To Be or Not to Be: Strengthening Your Verbs
By
Susan Guadagno
© 2001
I'll admit, I abhor when any craft "rule" is taken to the extreme. So, in that philosophy, I won't tell you to eradicate every occurrence of 'to be' (am, are, is, was, were, be, been, being), or had and have, in your work.
There are times when you need them. They exist in our language for a reason.
That said, however, I urge you to evaluate each and every one and make a conscious decision regarding it.
Weak verbs dilute your work. There's a reason the 'to be' verbs are considered passive. (Notice I didn't say "are passive voice," which is another issue, albeit a related one.)
Read this passage: It was a sunny, summer day when he saw her for the first time, having fallen at her feet, literally. She was pretty. She had shoulder-length blond hair and sky-blue eyes that had concern in them when she bent over him.

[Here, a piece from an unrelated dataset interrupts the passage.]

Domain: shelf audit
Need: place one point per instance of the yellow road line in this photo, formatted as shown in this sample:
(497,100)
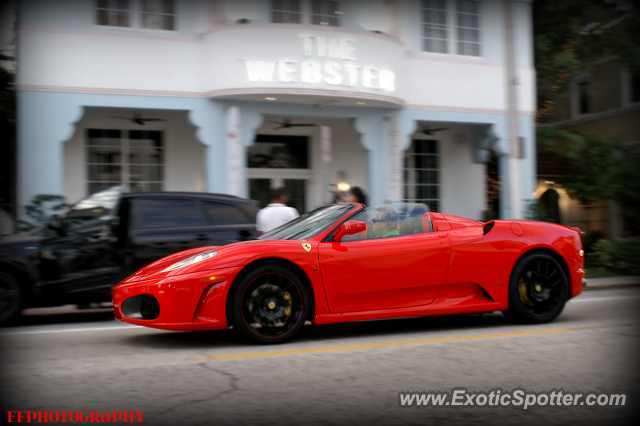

Now this: He peered up at her from the sidewalk. The summer sun created fiery highlights in her shoulder-length, corn-silk hair. Her sky-blue eyes filled with clearly-evident concern as she bent over him.
(This also changes it from telling to showing, but that's another article.)
Sometimes all you need to do to strengthen your words is remove the helping verb and change the ending:
He was hoping to see her.
He hoped to see her.
She was running the store.
She ran the store.
Other times, choosing a more vivid verb will strengthen your writing. "Seize the day" evokes a far stronger response than "get the day." Consider the differences in the images presented in the following sentences:
He walked across the parking lot.
He strode across the parking lot.
He staggered across the parking lot.
He slunk across the parking lot.
Changing one word makes a big difference, doesn't it?
So weigh each one carefully when you edit your work. Seize control of your verbs; make them strong ones.